Jordan Furlong, un expert-conseil d’Ottawa, condamne les cabinets comme Paul, Weiss qui ont cédé aux exigences de la Maison-Blanche, mais il comprend leurs motivations.
Il a moins de sympathie pour les cabinets de ce côté-ci de la frontière.
« Les grands cabinets canadiens ne sont pas à proximité de l’épicentre. Ils se trouvent à son extrémité extérieure. Ils ne vont pas manquer de travail parce que le président des États-Unis a décidé qu’ils sont ses ennemis », a dit Me Furlong.
« Le risque économique auquel s’exposent les grands cabinets canadiens ne s’apparente même pas à celui pesant sur les grands cabinets américains. »

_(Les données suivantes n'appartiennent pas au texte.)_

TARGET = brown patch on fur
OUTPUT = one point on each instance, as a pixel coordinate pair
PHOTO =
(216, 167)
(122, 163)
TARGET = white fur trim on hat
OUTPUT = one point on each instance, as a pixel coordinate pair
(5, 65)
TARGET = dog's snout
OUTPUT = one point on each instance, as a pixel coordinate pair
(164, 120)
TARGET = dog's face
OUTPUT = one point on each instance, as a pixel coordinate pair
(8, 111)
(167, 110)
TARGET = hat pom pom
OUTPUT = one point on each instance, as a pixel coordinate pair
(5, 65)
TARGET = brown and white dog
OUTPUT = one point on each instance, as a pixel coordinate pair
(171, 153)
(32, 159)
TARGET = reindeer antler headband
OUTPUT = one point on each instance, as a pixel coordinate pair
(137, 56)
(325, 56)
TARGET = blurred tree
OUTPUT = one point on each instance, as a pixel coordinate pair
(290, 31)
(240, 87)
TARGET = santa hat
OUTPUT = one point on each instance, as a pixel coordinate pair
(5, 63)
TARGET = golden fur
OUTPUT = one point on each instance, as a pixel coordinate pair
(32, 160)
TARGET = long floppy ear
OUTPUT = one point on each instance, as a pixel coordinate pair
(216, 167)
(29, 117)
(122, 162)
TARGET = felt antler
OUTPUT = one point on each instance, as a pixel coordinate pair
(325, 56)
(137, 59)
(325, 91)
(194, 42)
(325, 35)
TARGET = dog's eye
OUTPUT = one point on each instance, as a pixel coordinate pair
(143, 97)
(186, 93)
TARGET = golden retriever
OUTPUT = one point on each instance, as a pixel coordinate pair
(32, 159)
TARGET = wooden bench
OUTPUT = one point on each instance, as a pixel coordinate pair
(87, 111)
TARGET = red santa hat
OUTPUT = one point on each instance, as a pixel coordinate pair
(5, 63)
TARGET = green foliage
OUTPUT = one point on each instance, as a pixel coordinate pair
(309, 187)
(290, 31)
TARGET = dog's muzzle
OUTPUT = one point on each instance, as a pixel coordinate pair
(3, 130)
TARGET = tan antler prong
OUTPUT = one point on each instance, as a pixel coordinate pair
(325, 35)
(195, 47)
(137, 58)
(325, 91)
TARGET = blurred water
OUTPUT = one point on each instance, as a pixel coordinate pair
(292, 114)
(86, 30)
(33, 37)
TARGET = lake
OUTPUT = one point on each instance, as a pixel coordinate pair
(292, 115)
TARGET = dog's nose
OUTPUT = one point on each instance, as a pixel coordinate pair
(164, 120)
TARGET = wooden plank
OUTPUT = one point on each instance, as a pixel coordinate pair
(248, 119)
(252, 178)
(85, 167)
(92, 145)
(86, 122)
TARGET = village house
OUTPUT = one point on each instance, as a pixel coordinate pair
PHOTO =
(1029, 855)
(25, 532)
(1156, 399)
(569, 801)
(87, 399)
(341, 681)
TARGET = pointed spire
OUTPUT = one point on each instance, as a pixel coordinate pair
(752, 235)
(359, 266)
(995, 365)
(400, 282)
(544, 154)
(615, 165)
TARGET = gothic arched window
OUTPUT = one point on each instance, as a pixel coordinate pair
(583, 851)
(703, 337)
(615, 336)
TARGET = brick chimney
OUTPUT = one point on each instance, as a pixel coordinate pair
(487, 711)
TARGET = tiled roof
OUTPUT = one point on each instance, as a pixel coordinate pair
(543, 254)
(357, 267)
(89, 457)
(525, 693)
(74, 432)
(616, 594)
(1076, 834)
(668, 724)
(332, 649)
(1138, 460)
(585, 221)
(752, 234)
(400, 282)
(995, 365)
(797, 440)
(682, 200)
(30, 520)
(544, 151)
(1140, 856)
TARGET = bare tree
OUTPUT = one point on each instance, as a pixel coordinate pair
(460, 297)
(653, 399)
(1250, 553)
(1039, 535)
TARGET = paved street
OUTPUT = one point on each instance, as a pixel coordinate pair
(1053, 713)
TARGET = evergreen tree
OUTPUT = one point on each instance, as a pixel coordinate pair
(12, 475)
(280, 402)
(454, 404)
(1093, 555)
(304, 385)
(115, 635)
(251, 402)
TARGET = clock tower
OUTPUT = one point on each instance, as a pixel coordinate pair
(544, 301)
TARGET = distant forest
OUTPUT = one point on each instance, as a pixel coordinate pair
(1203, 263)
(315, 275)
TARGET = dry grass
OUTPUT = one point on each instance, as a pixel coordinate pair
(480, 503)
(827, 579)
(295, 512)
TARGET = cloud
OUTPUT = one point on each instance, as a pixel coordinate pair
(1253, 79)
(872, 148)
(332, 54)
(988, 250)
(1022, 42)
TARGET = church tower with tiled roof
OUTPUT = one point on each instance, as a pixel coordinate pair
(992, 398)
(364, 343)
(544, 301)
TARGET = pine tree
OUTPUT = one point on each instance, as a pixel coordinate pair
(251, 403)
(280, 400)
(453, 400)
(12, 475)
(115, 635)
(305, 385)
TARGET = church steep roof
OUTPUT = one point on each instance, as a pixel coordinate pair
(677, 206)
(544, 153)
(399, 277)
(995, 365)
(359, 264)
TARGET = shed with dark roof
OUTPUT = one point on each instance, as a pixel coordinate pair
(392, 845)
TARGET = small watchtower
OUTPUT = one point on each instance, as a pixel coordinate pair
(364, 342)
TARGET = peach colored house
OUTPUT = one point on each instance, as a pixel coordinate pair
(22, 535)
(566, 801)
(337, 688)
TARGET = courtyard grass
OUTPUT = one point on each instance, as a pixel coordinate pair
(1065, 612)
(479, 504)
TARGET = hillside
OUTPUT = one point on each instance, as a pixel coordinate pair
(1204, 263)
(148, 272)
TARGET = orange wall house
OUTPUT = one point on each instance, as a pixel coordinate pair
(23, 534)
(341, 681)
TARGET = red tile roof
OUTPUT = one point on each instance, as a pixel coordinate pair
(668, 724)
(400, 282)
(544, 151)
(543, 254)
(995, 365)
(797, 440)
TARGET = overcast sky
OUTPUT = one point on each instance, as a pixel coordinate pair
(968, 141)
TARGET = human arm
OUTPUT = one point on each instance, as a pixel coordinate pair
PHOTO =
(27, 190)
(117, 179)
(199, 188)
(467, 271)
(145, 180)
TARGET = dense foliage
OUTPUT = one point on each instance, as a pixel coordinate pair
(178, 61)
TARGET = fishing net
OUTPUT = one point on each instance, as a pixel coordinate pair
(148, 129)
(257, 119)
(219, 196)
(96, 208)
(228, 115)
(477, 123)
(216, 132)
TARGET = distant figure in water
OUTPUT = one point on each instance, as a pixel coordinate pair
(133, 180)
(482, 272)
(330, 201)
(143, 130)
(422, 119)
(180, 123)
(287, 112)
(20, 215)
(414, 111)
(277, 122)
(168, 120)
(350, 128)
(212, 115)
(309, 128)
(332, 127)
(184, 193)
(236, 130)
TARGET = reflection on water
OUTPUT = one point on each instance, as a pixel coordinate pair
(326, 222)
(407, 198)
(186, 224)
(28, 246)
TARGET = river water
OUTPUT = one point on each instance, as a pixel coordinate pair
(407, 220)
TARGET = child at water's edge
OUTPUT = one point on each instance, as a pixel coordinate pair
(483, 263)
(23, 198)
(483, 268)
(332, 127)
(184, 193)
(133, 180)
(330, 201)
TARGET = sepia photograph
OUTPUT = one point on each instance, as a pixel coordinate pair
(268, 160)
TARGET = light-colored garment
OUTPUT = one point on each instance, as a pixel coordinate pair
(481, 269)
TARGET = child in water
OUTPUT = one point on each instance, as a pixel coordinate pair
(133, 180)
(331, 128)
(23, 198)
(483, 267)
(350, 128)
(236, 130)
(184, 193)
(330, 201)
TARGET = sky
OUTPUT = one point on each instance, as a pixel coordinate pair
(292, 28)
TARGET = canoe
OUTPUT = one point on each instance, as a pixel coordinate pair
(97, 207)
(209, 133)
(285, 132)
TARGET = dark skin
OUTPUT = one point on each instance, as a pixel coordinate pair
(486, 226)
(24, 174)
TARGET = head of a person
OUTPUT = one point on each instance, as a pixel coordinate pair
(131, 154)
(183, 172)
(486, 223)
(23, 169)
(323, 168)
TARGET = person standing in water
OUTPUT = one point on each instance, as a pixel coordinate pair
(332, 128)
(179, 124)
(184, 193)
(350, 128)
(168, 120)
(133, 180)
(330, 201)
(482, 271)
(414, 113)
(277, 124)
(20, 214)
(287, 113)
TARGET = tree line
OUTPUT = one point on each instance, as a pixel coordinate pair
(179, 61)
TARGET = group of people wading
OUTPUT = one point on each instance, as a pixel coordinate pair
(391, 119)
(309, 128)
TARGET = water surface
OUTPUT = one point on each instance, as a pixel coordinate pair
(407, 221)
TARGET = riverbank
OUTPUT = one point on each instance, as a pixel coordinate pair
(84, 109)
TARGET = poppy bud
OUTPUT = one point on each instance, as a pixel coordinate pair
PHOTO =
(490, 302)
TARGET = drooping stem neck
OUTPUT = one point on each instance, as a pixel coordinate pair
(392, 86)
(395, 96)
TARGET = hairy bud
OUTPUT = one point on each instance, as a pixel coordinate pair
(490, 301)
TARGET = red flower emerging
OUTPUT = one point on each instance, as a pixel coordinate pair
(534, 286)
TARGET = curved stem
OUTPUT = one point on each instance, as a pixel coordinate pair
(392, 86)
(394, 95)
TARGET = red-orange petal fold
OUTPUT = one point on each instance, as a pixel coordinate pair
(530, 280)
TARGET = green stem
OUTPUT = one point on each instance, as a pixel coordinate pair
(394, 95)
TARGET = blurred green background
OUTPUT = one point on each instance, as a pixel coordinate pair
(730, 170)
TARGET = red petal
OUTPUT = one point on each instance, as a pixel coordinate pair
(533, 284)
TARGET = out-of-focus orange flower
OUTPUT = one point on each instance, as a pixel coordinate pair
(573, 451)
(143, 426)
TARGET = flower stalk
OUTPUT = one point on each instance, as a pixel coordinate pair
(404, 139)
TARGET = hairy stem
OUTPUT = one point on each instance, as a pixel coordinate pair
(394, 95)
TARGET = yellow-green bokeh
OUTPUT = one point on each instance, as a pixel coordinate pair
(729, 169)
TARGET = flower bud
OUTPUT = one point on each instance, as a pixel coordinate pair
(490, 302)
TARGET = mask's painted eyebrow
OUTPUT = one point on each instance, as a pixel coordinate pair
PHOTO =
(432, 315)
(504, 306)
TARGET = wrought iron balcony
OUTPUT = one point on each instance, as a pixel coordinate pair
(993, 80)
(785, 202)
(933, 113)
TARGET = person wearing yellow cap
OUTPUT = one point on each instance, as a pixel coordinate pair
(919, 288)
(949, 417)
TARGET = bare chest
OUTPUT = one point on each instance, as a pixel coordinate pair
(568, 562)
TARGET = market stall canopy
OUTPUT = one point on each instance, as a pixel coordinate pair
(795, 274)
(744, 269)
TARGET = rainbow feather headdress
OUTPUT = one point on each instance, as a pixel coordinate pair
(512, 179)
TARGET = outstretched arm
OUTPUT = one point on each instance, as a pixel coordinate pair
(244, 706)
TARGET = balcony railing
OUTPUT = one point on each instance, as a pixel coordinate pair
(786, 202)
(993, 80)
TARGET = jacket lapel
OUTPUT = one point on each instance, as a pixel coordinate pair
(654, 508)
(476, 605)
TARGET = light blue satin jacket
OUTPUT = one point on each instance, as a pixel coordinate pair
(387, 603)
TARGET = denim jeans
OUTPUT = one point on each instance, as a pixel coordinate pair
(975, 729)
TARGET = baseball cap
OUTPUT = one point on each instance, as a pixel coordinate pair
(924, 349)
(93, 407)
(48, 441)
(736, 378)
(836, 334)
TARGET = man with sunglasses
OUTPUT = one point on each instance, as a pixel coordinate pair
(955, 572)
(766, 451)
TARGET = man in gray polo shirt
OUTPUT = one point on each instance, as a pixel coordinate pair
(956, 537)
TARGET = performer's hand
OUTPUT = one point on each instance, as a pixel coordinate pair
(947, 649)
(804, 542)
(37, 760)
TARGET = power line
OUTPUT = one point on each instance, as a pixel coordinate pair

Pour cette raison, toute décision prise par un grand cabinet au pays pour apaiser les caprices discriminatoires et autocratiques de l’administration américaine est « beaucoup moins compréhensible et justifiable ».
« Vous ne pouvez laisser vos cabinets juridiques être influencés par les courants dominants de l’opinion politique et populaire », a dit Me Furlong.
« Un cabinet juridique n’est pas une pizzéria ou un salon de coiffure. C’est une entreprise, mais c’est aussi une profession libérale. Les juristes qui y travaillent ont prêté le serment de protéger la primauté du droit. Les juristes et les cabinets juridiques se doivent de posséder des valeurs fondamentales. »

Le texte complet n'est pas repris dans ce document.